By IANS,
New Delhi/Mumbai : The Company Law Board Wednesday asked the former founder of Satyam Computer Services B. Ramalinga Raju and two others to furnish their bank account and asset details while barring them from selling or pledging the company’s shares till further notice.
“The orders have been issued by the Company Law Board. The details have to be given in a sealed cover by Feb 20,” Corporate Affairs Minister P.C. Gupta told reporters at a hurriedly convened press conference in New Delhi.
“They have been told they should not mortgage or sell any of their shares in the company,” the minister said, adding no decision was, however, taken on bypassing the boards of Maytas Properties or Maytas Infrastructure, also promoted by the Raju family.
The other two people who were issued the directives by the Company Law Board are Raju’s brother and former Satyam managing director B. Rama Raju and former chief financial officer Vadlamani Srinivas.
Earlier in the day, Gupta said the government has taken no view on the proposals from domestic and international companies to buy the fraud-hit Satyam Computer Services and left the decision to its new board.
“There are many corporate houses, they are interested,” Gupta said, when asked if the government was interested in hiving off the fraud-hit firm to engineering and construction giant Larsen and Toubro.
“The government has not taken any view on this. We feel it is for the board to take a call. As far as the government is concerned, there is no such thinking, no such move,” he added.
The minister said Satyam had several Fortune 500 companies as clients, besides doing work for several governments. “The government would try to preserve the company so that it does not lose face in the international market.”

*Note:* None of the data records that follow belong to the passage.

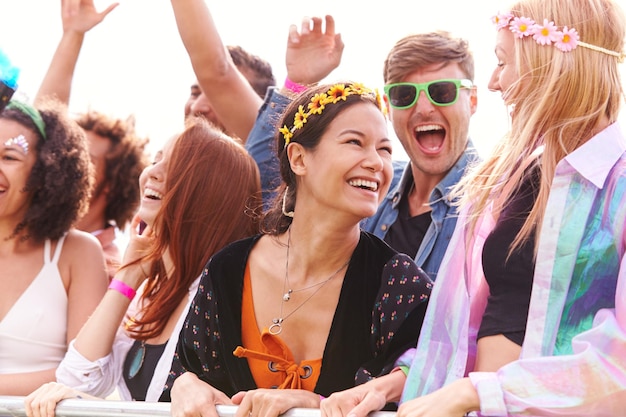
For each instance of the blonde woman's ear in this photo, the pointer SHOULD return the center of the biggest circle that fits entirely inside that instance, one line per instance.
(297, 158)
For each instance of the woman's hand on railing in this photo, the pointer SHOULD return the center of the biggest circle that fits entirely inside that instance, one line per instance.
(43, 401)
(192, 397)
(272, 402)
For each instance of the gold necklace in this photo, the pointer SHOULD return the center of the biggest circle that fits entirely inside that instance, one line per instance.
(277, 323)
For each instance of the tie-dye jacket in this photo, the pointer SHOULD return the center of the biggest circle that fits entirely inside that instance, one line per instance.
(573, 359)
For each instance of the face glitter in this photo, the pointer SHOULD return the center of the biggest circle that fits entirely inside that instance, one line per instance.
(20, 141)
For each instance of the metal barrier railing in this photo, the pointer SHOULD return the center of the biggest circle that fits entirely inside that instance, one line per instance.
(14, 407)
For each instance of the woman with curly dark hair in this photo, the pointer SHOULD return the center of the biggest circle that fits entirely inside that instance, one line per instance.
(201, 193)
(51, 275)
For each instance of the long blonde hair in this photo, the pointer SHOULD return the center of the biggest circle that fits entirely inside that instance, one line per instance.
(558, 102)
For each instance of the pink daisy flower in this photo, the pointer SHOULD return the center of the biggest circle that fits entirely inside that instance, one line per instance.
(546, 33)
(501, 20)
(568, 39)
(522, 26)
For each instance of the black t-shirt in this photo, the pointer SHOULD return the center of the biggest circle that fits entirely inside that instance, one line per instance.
(407, 233)
(510, 280)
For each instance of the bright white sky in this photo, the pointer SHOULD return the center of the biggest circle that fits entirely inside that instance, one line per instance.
(135, 63)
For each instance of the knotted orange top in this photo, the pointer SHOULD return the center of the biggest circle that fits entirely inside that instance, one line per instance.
(269, 358)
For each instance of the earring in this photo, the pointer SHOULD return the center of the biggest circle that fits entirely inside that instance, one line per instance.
(285, 212)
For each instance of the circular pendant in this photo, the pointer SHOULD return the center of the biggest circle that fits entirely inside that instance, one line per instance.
(275, 329)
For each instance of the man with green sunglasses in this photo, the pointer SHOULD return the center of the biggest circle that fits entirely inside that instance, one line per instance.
(430, 97)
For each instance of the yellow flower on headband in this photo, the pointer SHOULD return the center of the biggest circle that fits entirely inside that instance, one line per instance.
(316, 106)
(319, 102)
(300, 118)
(286, 134)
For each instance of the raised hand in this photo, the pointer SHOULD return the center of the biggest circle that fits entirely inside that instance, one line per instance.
(81, 15)
(312, 52)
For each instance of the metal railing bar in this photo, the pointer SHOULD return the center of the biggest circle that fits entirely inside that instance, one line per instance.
(11, 406)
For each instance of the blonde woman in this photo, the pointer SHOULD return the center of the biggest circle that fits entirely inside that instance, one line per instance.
(528, 315)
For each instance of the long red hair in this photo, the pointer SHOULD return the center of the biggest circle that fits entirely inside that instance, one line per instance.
(212, 199)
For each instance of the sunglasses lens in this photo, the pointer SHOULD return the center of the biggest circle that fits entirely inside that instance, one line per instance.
(402, 95)
(443, 92)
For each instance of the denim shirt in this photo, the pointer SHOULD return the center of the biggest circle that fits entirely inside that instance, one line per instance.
(261, 145)
(443, 214)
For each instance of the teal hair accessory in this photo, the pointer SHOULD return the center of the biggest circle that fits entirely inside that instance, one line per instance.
(8, 80)
(32, 113)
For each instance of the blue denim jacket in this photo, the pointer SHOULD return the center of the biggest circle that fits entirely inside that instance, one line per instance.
(443, 215)
(261, 146)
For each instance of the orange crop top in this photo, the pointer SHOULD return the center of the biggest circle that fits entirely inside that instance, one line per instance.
(269, 358)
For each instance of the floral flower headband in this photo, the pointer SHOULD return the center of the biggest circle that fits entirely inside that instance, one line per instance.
(547, 33)
(319, 102)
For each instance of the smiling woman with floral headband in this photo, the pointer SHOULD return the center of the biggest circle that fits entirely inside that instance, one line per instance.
(314, 302)
(528, 314)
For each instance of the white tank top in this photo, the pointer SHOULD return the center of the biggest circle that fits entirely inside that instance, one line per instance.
(33, 333)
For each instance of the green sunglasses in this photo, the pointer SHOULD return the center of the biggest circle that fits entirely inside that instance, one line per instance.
(439, 92)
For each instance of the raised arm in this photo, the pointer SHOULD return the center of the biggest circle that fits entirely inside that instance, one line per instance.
(78, 17)
(232, 98)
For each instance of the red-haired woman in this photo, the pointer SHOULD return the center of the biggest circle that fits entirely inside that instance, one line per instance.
(193, 206)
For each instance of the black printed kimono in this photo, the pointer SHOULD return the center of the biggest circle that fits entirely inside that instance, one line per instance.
(379, 315)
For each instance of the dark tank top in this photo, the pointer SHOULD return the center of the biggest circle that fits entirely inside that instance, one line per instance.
(510, 279)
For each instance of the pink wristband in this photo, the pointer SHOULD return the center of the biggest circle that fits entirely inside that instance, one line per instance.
(294, 87)
(122, 288)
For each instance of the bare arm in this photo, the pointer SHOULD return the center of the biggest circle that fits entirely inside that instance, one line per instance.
(24, 383)
(232, 98)
(78, 17)
(96, 337)
(85, 284)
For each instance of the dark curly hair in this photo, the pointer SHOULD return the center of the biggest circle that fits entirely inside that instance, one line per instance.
(61, 179)
(125, 160)
(309, 136)
(257, 71)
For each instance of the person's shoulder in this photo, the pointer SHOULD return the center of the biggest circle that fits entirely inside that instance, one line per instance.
(377, 245)
(79, 243)
(75, 237)
(234, 251)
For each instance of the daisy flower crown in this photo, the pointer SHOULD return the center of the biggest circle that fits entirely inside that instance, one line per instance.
(318, 103)
(547, 33)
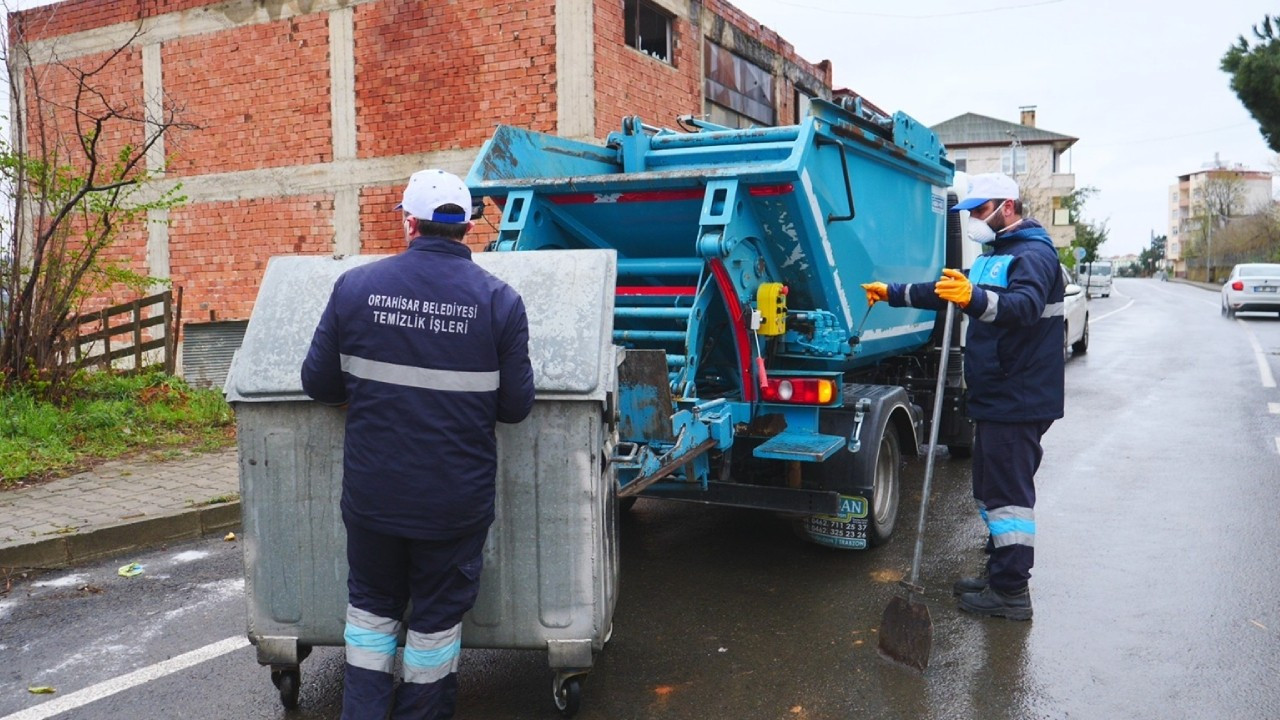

In Mumbai, India’s markets watchdog also decided to tighten the disclosure norms for company promoters who pledge shares with lenders after finding lapses during its probe into the Rs.70-billion ($1.43 billion) Satyam Computer Services scam.
“The founders must disclose shares with lenders,” C.B. Bhave, chairman of the Securities and Exchange Board of India (SEBI), told reporters in Mumbai after a meeting of the board of the markets watchdog.
“This will be mandatory for listed companies.”
He said such disclosures would be of two types. First, when the number of shares pledged goes beyond a particular limit, SEBI would call for event-based disclosures. It would also call for periodic filings by the promoters.
Bhave, however, did not specify what the watchdog meant by “particular limit”. “We will define this in the coming weeks.”
The regulator also said that the Satyam scandal, in which its founder and former chairman B. Ramalinga Raju said he had inflated the company’s cash balances and profits, would trigger a long-term system improvement.
“Whenever any such scandal happens, we need to look for long-term systemic improvements. Sometimes one can come up with quick solutions, like the one on disclosure of shares,” Bhave said.
He also maintained that the size of the Satyam scam was difficult to ascertain and that it was trying to ascertain how much cash the troubled IT firm actually held in different bank accounts.
“We will approach banks to verify the amount of Satyam’s deposits.”
He also said while officers in his organisation had questioned the auditors and the finance department of Satyam, they had not been able to question the firm’s founder Raju yet.
Officials of the Crime Investigation Department (CID) of Andhra Pradesh police are questioning Raju, his brother and the former chief financial officer.